March 19, 2014

Old Dog, New Tricks

During the missionary conference we were told that the effectiveness of the traditional three-point sermon is lost on the upcoming generation and it’s going to have to be replaced. “The only way to grab these kids coming up is with a story.” My first thought was not for the next generation, but for traditional pastors who have based their whole preaching life on the three-point sermon. Oh my! I can just see them struggling to tell a story with three points. Paul was willing to put on different personas in order win people to Christ – a slave, a Jew, one under the law, or not having the law – and maybe we could add storyteller to the list. “To the weak I became weak, to win the weak. I have become all things to all men so that by all possible means I might save some. I do all this for the sake of the gospel, that I may share in its blessings.” (1 Cor 9:22-23 NIV)

1 comment:

Steve Corey said...

Gail;

-----Why three points? It hasn’t been a big question in my life, but it has always lingered. And I never really expected an answer. It rather amused me that how many points a sermon must have should be such a big deal. At times I thought pondering the relationship of the points in a few sermons might shake loose a clue. But most often just identifying the points in a sermon was the insurmountable challenge. Now you have set the three-point sermon in my mind beside story telling (which I thought most preachers were doing anyway) and the light goes on.
-----I wonder if the light is on for today’s preachers. Visiting “three point sermon” on Google is quite entertaining. The reasons given are as various and many as they are inconclusive. One was curiously similar to my own perpetual guess, “The number three gives your congregation the sense of a complete unit. It’s why your mom counted to three, it’s why we award triple crowns in sports, and it’s why carpenters build three bedroom houses.

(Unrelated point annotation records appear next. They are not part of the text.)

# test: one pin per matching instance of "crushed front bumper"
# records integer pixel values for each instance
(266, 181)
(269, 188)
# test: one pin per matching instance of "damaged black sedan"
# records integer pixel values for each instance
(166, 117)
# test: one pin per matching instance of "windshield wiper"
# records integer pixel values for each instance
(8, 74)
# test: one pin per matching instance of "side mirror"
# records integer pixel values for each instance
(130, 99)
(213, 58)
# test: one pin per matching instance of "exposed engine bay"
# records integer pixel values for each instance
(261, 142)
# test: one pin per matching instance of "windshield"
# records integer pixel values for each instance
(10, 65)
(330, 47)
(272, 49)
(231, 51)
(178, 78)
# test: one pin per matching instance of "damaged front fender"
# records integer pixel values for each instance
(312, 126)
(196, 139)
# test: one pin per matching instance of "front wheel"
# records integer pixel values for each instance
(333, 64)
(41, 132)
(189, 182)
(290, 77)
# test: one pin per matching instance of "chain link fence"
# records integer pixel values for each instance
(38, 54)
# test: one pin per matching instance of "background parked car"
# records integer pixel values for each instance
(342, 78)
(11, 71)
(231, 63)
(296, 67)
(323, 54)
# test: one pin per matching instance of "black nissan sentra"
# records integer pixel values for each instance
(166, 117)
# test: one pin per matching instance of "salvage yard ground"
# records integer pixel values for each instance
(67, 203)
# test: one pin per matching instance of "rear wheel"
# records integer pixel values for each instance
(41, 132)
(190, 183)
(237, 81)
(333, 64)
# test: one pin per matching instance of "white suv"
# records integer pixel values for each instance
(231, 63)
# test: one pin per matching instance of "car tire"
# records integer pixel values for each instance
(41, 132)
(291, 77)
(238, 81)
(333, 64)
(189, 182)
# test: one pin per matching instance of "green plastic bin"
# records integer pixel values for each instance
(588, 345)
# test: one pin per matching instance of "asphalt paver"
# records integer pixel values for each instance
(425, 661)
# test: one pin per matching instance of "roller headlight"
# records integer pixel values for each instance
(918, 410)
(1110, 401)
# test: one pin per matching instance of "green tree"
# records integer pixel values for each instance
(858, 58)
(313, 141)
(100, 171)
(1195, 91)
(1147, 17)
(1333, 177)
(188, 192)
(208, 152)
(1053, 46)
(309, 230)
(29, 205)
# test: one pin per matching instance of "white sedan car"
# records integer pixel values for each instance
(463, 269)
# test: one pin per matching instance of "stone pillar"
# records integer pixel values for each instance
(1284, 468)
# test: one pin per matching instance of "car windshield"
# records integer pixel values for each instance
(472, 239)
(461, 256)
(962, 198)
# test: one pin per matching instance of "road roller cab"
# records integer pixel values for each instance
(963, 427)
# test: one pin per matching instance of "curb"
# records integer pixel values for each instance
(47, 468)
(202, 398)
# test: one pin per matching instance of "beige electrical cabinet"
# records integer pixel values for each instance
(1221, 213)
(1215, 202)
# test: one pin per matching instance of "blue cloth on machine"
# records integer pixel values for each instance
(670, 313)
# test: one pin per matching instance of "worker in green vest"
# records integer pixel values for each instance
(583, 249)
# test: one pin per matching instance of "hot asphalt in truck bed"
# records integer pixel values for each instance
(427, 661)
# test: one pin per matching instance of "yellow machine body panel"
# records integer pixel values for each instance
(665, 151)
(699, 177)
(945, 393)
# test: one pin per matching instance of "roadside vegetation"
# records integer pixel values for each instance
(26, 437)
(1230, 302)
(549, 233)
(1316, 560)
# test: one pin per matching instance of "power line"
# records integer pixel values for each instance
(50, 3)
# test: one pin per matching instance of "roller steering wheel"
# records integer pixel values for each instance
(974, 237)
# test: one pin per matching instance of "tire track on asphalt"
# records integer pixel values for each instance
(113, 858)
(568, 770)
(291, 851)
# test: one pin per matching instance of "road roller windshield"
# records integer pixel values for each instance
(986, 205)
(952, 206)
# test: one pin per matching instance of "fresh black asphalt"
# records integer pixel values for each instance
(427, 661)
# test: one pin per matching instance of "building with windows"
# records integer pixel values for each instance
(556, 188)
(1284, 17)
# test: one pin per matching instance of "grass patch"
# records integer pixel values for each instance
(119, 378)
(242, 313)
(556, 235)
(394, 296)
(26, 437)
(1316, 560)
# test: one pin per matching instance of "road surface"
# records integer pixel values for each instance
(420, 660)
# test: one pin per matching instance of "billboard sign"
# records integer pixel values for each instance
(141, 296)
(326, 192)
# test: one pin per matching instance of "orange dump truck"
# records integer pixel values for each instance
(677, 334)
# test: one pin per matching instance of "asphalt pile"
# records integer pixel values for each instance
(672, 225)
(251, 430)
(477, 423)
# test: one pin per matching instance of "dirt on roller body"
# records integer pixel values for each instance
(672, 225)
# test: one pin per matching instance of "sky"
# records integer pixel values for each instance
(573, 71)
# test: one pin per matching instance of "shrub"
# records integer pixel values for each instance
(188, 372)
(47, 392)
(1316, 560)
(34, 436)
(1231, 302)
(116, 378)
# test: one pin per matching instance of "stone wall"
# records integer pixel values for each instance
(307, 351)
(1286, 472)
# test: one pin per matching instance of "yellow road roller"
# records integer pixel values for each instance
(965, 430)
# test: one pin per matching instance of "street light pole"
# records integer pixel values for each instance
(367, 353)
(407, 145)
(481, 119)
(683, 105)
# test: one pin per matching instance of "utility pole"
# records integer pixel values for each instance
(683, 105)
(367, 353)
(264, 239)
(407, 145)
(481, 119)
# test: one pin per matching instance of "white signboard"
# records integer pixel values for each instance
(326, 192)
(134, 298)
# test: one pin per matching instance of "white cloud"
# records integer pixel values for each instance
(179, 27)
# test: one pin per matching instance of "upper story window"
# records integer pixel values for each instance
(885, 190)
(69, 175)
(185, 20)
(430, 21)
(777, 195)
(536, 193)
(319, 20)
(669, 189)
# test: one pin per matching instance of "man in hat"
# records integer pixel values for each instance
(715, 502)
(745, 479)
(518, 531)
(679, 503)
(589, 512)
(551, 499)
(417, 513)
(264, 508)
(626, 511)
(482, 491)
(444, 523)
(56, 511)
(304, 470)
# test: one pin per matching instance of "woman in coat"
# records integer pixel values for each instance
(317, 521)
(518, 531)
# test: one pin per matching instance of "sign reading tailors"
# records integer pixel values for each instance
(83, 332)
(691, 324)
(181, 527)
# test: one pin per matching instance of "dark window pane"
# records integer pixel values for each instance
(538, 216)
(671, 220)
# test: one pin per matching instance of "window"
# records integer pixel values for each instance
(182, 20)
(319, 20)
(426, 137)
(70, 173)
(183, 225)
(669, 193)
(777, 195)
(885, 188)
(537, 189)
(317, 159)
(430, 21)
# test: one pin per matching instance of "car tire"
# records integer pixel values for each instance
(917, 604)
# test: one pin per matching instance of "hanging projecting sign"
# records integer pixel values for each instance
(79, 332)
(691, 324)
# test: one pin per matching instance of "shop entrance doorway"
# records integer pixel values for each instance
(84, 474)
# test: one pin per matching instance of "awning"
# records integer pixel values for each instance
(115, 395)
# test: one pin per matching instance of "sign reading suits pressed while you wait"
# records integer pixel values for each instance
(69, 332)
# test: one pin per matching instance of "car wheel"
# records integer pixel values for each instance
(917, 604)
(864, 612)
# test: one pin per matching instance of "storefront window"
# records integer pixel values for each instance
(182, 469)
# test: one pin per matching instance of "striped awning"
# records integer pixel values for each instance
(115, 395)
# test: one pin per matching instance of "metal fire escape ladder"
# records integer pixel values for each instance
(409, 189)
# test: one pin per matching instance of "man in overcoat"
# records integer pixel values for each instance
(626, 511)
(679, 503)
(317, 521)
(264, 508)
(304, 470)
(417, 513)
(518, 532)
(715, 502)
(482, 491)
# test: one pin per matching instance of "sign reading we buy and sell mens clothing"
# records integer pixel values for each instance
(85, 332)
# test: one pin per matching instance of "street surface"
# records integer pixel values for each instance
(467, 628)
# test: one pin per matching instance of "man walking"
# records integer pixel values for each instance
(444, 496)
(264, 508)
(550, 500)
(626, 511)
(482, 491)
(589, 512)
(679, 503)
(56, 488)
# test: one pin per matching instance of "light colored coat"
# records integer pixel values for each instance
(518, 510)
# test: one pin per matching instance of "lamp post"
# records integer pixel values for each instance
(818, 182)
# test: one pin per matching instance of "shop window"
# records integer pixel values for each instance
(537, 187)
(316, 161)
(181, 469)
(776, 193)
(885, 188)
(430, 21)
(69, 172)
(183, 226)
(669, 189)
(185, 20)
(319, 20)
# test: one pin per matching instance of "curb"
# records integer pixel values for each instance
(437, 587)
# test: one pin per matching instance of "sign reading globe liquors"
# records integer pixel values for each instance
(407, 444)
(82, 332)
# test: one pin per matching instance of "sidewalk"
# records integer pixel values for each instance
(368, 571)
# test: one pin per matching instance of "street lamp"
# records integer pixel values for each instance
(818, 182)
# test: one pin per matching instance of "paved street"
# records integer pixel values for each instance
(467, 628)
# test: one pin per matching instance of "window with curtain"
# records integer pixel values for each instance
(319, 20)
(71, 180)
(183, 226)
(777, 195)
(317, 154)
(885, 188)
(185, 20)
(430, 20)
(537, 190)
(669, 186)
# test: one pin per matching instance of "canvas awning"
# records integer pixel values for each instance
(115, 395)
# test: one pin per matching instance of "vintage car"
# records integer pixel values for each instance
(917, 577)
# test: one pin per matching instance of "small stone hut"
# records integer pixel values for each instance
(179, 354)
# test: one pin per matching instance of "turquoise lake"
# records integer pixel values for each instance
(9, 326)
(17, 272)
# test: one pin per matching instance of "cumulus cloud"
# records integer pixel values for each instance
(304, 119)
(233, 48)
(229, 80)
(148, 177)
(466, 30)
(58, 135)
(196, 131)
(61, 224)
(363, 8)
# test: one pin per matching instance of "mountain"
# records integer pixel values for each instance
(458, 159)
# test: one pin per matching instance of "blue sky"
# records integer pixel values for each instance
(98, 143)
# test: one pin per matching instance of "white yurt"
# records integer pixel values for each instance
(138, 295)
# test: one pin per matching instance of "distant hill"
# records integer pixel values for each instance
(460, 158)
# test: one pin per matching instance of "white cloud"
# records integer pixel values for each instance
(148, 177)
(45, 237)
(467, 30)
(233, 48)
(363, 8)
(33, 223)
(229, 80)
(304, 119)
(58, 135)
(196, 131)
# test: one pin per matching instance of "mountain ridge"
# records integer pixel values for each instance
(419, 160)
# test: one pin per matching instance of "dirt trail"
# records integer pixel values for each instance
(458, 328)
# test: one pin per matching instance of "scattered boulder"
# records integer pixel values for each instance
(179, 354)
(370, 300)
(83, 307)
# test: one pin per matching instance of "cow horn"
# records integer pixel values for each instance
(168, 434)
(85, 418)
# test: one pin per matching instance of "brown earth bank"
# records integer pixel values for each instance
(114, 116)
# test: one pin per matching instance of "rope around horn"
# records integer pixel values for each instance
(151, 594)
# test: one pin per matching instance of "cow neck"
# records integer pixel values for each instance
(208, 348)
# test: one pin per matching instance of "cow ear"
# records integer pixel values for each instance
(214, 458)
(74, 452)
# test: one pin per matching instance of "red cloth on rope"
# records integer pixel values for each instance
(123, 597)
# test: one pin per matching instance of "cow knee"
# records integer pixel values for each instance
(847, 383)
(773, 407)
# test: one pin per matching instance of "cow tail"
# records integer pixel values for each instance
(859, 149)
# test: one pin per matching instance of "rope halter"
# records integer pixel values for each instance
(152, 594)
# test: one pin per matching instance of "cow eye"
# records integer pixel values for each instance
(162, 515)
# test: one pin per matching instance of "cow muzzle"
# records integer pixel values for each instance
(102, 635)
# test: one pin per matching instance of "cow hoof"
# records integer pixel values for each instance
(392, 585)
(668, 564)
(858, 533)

In a sermon, two points feels like there should have been one more, but four points feels like a random list.” (pastoralized.com) The nutshell instructions for developing a sermon as given on preachwithpower.org rather underscores the meaninglessness of this reason, “From the purpose and the scripture and the 'subject germ' begin brainstorming your main points. Write down every idea you have on a scratch pad…From the main points on your scratch pad select three that fit best your purpose and your subject.” And that’s it! Just because!
-----I will conjecture here maybe more than I should. But I think there’s more to it than three being a convenient number. Three is actually my favorite number to ponder because it is God’s number (the Trinity) and so many basic fundamentals fit it. Three is the least number of points needed to establish any circle or plane. It is the least number of a complete thought: subject, verb, object. The molecule of the most important substance to all physical life (water) has three atoms. In fact, all atoms are made of three kinds or particles: protons, neutrons, and electrons. The space we live in has three dimensions: length, width, and depth. The materials we use exist in three states: solids, liquids, and gases. Even our own assemblage is in three basic units: body, spirit, and mind. That’s better than two’s too few and four’s too many.
-----But your putting the three-point sermon in my mind beside a story for the new generation gave me a new clue. Why stories for the kiddies? Because the kiddies aren’t being taught how to think. A thinking populace is the most dangerous thing to the forming trend in politics. What to think is more important to teach them. Of course, this is more true when what to think is the truth. But how to derive the truth from a set of facts is just as important. And the number three is involved here, too. Triangulation divulges a variety of information. And the simplicity of three points of support will stabilize a developing concept on uncertainties as well as a three legged stool sits stable upon even rolling ground. But now I must research the history of the three point sermon because it smacks of syllogism to me. And a sermon’s purpose being to convince cries out for that simple structure of logic I like to call mental math, the syllogism: proposition 1 + proposition 2 = conclusion. It is the basic building block of ideas in everyone’s head, though few know of it. I am suspicious, now, whether the syllogism might be the ancient pattern for the three point sermon developed by the church fathers who were big into logic and persuasion.